Grace Tsai, Changhai Xu, Jingen Liu and Benjamin Kuipers. 2011.
Real-time indoor scene understanding using Bayesian filtering with motion cues.
Int. Conf. on Computer Vision (ICCV), 2011.


We present a method whereby an embodied agent using visual perception can efficiently create a model of a local indoor environment from its experience of moving within it. Our method uses motion cues to compute likelihoods of indoor structure hypotheses, based on simple, generic geometric knowledge about points, lines, planes, and motion. We present a single-image analysis, not to attempt to identify a single accurate model, but to propose a set of plausible hypotheses about the structure of the environment from an initial frame. We then use data from subsequent frames to update a Bayesian posterior probability distribution over the set of hypotheses.
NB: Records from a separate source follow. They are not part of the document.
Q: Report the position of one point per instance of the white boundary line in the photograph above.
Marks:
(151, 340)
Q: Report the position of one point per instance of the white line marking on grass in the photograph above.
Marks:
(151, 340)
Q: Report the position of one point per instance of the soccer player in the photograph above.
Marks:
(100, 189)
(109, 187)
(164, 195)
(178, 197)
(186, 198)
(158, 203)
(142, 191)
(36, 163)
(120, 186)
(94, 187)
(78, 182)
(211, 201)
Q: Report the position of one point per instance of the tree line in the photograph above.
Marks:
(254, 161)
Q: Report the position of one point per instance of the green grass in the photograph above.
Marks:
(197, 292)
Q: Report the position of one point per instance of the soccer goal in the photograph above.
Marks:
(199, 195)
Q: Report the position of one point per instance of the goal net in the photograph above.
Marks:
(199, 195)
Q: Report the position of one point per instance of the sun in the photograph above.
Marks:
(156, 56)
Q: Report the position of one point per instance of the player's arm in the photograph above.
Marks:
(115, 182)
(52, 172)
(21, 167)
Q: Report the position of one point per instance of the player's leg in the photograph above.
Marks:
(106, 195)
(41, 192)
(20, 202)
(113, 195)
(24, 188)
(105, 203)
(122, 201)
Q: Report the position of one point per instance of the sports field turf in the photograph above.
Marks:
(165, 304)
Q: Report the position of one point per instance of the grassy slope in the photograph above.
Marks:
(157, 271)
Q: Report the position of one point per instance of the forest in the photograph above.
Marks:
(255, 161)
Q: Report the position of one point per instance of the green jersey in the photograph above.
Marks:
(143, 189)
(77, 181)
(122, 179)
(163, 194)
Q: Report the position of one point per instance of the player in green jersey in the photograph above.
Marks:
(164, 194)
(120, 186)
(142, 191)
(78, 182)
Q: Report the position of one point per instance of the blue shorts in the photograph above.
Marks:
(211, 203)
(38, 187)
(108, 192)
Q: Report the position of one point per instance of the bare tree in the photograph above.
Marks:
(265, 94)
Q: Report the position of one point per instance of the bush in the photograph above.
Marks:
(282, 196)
The likelihood function is efficiently computable by comparing the predicted location of point features on the environment model to their actual tracked locations in the image stream. Our method runs in real-time, and it avoids the need of extensive prior training and the Manhattan-world assumption which makes it more practical and efficient for an intelligent robot to understand its surroundings compared to most previous scene understanding methods. Experimental results on a collection of indoor videos suggest that our method is capable of an unprecedented combination of accuracy and efficiency.